Ein Vergleich der Festigkeit verschiedener Aluminiumlegierungen im Sandgussverfahren zeigte, dass mit dem Wechsel von A356.0 auf A357.0 die Dicke weiter reduziert werden könnte. Tabellen 1 und 2 zeigen die chemische Zusammensetzung sowie die mechanischen Eigenschaften/Festigkeit beider Legierungen.
Nach der Neugestaltung des hinteren Schwenkarms kam die Herausforderung seiner Produktion. Aufgrund der Teilegeometrie war eine Nutzung herkömmlicher Sandformen nicht möglich. Deshalb wurde der Schwenkarm mithilfe einer 3D-gedruckten Sandform gegossen.

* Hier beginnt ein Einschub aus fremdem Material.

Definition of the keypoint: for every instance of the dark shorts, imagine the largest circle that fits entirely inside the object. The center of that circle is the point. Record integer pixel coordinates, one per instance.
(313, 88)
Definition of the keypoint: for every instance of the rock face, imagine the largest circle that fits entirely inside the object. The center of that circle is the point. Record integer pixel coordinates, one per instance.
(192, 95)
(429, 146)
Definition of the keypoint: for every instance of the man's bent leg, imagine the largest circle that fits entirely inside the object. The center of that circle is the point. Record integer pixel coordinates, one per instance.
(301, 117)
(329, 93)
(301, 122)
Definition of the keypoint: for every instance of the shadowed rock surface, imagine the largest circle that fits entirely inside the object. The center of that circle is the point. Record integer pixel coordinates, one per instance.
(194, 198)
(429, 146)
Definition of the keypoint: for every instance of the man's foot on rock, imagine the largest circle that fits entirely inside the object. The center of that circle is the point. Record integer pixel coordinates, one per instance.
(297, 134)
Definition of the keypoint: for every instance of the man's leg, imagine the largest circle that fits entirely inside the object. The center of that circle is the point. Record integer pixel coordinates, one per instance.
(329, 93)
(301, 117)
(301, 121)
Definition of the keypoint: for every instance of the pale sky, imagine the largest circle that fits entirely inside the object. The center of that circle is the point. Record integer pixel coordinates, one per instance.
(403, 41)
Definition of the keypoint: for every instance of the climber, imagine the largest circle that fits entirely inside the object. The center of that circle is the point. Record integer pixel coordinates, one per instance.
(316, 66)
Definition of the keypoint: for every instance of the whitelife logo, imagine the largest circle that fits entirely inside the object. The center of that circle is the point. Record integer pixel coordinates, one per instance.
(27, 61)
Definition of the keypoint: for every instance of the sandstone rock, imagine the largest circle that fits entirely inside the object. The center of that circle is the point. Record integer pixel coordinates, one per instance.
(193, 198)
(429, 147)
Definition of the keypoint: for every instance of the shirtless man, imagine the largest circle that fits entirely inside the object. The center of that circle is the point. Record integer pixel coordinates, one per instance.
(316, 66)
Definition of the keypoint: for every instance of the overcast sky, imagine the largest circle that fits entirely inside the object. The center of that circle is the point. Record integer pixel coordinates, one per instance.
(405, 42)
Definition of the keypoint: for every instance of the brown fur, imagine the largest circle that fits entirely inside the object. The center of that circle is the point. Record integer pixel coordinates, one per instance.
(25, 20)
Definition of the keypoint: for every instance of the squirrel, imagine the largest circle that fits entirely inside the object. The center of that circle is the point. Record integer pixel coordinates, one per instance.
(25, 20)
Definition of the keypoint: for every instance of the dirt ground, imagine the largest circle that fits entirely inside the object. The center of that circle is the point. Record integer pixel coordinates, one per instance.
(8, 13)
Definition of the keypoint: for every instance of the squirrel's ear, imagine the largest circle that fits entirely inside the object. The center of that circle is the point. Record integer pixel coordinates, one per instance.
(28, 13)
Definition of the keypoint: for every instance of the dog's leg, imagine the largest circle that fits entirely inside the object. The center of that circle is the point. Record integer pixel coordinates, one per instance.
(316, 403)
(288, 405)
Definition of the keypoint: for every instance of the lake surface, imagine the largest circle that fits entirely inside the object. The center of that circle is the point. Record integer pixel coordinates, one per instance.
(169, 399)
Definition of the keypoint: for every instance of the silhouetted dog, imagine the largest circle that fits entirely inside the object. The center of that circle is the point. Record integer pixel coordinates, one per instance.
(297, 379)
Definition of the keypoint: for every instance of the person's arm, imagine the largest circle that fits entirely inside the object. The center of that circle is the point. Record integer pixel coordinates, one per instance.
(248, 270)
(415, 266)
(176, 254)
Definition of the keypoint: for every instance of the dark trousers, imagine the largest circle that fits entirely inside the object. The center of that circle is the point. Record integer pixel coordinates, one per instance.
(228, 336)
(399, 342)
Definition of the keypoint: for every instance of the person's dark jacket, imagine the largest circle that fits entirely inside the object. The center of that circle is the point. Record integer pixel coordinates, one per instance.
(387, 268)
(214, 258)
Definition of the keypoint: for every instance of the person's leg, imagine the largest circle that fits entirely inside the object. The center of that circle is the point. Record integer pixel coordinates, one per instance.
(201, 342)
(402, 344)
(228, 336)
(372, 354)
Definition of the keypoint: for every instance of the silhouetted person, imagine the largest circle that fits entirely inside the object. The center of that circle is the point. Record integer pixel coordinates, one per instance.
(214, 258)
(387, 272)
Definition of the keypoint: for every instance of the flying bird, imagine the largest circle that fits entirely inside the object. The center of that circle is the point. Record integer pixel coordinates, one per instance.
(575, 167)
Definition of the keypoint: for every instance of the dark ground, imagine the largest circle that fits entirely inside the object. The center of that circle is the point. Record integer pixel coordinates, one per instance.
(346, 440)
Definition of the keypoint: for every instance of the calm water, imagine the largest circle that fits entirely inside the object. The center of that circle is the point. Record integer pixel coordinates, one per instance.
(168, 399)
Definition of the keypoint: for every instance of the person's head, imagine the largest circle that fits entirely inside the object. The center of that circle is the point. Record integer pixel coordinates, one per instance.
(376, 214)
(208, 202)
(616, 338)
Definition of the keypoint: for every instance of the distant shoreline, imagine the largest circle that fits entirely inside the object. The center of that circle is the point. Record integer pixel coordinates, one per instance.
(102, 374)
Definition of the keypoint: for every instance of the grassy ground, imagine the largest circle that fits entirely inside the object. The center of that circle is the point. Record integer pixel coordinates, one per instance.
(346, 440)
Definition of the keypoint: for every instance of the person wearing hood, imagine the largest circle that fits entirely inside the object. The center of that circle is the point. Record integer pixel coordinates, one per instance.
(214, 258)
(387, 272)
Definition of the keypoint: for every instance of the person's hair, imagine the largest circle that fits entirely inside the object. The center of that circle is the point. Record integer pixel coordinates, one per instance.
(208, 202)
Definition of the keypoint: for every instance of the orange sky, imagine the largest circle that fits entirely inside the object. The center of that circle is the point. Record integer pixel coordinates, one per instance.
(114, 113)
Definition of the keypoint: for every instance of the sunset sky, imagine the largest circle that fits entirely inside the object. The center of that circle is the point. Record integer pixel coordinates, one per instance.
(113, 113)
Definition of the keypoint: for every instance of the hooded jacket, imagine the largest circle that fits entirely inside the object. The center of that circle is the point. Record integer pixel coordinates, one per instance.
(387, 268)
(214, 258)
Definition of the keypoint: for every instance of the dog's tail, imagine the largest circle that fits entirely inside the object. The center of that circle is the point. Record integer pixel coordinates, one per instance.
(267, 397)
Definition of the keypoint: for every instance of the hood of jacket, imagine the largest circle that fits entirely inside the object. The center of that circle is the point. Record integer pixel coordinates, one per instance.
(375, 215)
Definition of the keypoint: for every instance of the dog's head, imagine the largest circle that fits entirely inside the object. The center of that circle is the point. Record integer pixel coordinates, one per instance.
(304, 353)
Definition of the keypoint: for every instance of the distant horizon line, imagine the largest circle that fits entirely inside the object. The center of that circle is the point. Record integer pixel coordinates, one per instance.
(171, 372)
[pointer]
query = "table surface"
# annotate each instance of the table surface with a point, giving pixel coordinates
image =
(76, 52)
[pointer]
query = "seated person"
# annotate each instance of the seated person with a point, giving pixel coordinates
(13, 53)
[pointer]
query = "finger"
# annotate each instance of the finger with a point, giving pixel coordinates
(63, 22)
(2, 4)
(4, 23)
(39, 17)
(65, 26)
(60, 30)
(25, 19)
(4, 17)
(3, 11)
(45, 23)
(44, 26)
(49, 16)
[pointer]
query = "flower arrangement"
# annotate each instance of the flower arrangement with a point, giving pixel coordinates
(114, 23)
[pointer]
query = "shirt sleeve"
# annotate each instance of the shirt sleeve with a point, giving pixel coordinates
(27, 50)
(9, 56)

Um die Form zu drucken, war es zunächst notwendig, das Angusssystem mit all seinen Besonderheiten abzubilden. Die Entwicklung und Herstellung der Form im 3D-Druck wurde über eine Partnerschaft zwischen dem CITNM und BAMM (in Spanien) realisiert.
Aus technischen Gründen wurde die Form in fünf Einzelteilen gedruckt, die vor dem Gießprozess zusammengesetzt wurden. Nach dem Gießen wurde die Sandform zerstört, um das Gussteil zu entnehmen.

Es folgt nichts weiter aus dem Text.